Congratulations to the Sangha in Taiwan!  On December 5th, 2017,  the first publications of Shri Mahayogi’s teaching in Chinese was released: Yoga Asana with Illustrations-Basic!!!  

For information about the class in Taipei and publication in Chinese, please contact: http://taiwanyogasangha.blogspot.com

 

 

Echo from The Cave: 64

Tue Dec 5th, 2017 22:30 pm, NYC


Invitation to step towards Satori:
What is Happiness?

What is happiness? This was a question presented at the end of class the other day by Ekanta. This question left everyone quite confounded because we all admitted that we never really gave much thought to what that phrase really meant to us. We hear the terms “Eternal Bliss” and “Eternal Happiness” used by Enlighted Beings all the time and assume it must be some out of this world experience.

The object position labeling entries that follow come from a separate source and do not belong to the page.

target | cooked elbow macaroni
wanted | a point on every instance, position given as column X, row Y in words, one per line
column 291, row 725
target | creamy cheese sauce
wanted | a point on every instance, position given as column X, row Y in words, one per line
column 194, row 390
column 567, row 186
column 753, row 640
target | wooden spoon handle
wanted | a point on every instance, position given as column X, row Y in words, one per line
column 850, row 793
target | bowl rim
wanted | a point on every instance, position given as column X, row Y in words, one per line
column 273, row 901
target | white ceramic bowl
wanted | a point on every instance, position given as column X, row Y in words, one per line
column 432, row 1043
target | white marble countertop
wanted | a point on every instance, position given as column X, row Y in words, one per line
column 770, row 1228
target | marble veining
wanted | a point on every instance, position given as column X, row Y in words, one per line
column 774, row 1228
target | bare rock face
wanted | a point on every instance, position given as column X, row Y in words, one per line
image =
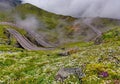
column 63, row 73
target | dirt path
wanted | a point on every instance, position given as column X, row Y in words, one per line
column 38, row 38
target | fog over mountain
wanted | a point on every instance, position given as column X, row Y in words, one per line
column 80, row 8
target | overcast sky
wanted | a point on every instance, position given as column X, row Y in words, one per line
column 80, row 8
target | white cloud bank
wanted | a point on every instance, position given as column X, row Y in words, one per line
column 80, row 8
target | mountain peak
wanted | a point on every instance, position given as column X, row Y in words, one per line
column 12, row 2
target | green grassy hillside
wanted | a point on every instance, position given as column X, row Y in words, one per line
column 19, row 66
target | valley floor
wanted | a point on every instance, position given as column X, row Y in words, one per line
column 18, row 66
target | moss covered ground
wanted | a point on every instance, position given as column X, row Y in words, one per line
column 19, row 66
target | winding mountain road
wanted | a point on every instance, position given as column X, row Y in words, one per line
column 23, row 41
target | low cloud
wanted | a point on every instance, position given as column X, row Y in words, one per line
column 80, row 8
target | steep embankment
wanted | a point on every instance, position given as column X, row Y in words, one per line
column 93, row 59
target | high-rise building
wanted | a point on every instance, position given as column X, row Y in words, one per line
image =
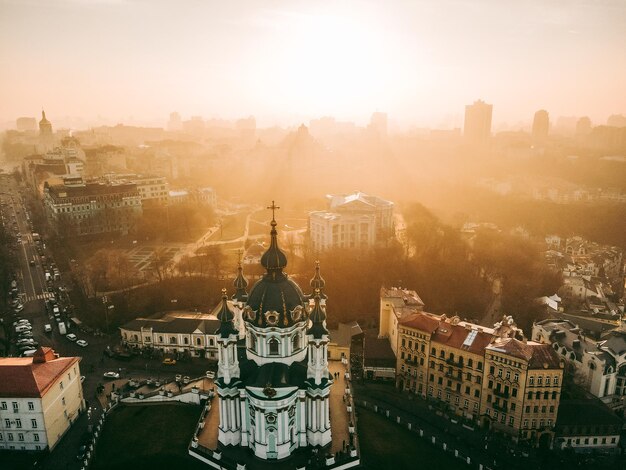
column 477, row 126
column 26, row 124
column 175, row 123
column 541, row 126
column 45, row 126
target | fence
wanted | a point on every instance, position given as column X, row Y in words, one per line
column 435, row 441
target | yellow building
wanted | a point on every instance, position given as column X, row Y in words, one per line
column 442, row 359
column 40, row 398
column 522, row 389
column 396, row 304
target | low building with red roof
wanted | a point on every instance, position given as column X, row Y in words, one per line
column 40, row 398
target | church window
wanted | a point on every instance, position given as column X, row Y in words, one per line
column 273, row 343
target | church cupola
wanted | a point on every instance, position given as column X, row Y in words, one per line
column 226, row 317
column 240, row 283
column 318, row 318
column 318, row 282
column 274, row 260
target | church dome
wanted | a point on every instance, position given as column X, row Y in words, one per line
column 275, row 300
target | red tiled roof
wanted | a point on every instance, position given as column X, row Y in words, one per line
column 536, row 354
column 26, row 377
column 421, row 322
column 455, row 336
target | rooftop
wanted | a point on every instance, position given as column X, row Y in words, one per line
column 32, row 377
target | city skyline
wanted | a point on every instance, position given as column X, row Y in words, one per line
column 289, row 63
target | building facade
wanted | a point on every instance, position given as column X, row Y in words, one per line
column 522, row 389
column 355, row 220
column 77, row 208
column 40, row 398
column 477, row 124
column 189, row 333
column 597, row 366
column 274, row 396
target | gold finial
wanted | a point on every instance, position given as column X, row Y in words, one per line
column 273, row 207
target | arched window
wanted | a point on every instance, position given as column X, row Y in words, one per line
column 273, row 343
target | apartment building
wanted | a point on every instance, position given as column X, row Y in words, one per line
column 522, row 389
column 40, row 398
column 355, row 220
column 175, row 332
column 77, row 208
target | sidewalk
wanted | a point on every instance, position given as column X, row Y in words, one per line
column 488, row 449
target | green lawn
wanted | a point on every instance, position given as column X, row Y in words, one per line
column 151, row 437
column 385, row 444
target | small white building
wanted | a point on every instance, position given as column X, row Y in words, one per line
column 40, row 398
column 598, row 366
column 175, row 332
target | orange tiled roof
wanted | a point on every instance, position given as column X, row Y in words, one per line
column 31, row 377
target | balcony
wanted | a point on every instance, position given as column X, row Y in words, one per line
column 500, row 393
column 454, row 363
column 500, row 407
column 454, row 376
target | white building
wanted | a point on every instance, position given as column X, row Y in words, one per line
column 175, row 332
column 598, row 366
column 274, row 396
column 40, row 398
column 355, row 220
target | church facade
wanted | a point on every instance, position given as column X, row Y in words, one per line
column 273, row 381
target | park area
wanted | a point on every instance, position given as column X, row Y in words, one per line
column 149, row 436
column 384, row 444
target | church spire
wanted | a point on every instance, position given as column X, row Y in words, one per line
column 240, row 283
column 274, row 260
column 226, row 317
column 318, row 282
column 318, row 318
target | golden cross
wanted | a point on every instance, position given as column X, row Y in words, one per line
column 273, row 207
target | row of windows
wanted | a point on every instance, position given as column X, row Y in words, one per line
column 16, row 406
column 172, row 339
column 18, row 423
column 537, row 395
column 460, row 360
column 20, row 436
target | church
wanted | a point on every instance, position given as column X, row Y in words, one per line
column 273, row 381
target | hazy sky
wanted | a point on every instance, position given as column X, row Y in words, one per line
column 287, row 61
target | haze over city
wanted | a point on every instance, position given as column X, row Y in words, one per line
column 309, row 235
column 287, row 62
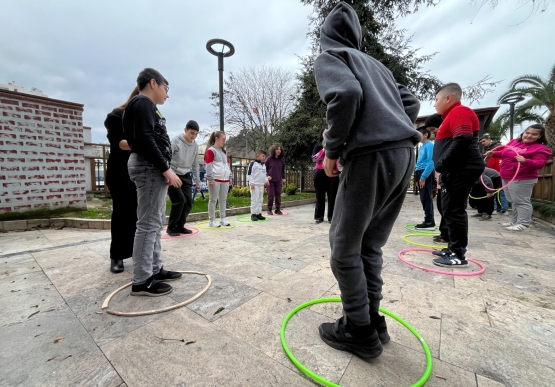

To learn how we can confront ourselves in order to move forward in clarifying our aim, we were asked to inquire within ourselves honestly and define, according to our own experience, what happiness means to each of us.

Over the following days I asked myself what happiness means to me. Am I even happy now in my life? To be honest, I couldn’t answer any of these questions because I never defined this idea for myself before. I could see that I had ideas society has told me should be moments of joy or happiness, such as achieving a goal or being with family and loved ones. My personal view would be that I feel most happy when I’m pushing the edge and feel alive. In doing these observations, I realized a connection in the moments I would say that I feel happy or joyful, whether that’s having a good lap at an autocross event or having some beautiful woman smile at me. It was all dependent on a favorable condition or result. I reflected on what Ekanta spoke about that night when he mentioned that the reason he had loved surfing was because of the peace that he got from being away from the everyday hustle and the attention he received from others when riding a wave. In observing these correlations that the mind is finding happiness from these positive conditions I began to play a game with my mind and make the outcomes  negative rather than positive; what if Ekanta crashed badly on a wave and was booed or mocked, what if that beautiful lady looked at me scornfully or I didn’t find her attractive at all?; how would I or Ekanta feel? My response would be negative I felt, and am sure Ekanta would not feel good either.

Shri Mahayogi’s teachings about what Truth is immediately came to mind. Truth is not dependent on anything or anyone, it simply exists. This contradiction became very apparent to my mind. Whenever I felt happy or sad it was due to favorable or unfavorable conditions according to the conditioning of my mind. My whole life for a moment began to feel like a lie or just an illusion.

I began to apply this approach of discrimination to many various aspects of my life, with various desires or attachments that the mind tends to be attached to, and the results were all the same, all my attachments are conditional. As I adjusted the variables more and more according to each condition, my mind’s attachments began to weaken, like water tossed on hot steel. In certain situations, just feelings of neutrality occurred. The real difference was observed when I would confront the mind with what Truth is and what It’s not, which it could not deny that this happiness or joy which it claims  to feel is nothing but a lie. True joy would not need the support or condition of something or someone to exist.

When I was asked what do I feel happiness is, I had to admit that I don’t know what that is. All my experiences have been conditional, not based on Truth. What I look forward to as I continued  on, is not happiness but serenity, where the mind is not influenced either negatively or positively by its environment. It can observe and experience the world and remain calm without becoming attached.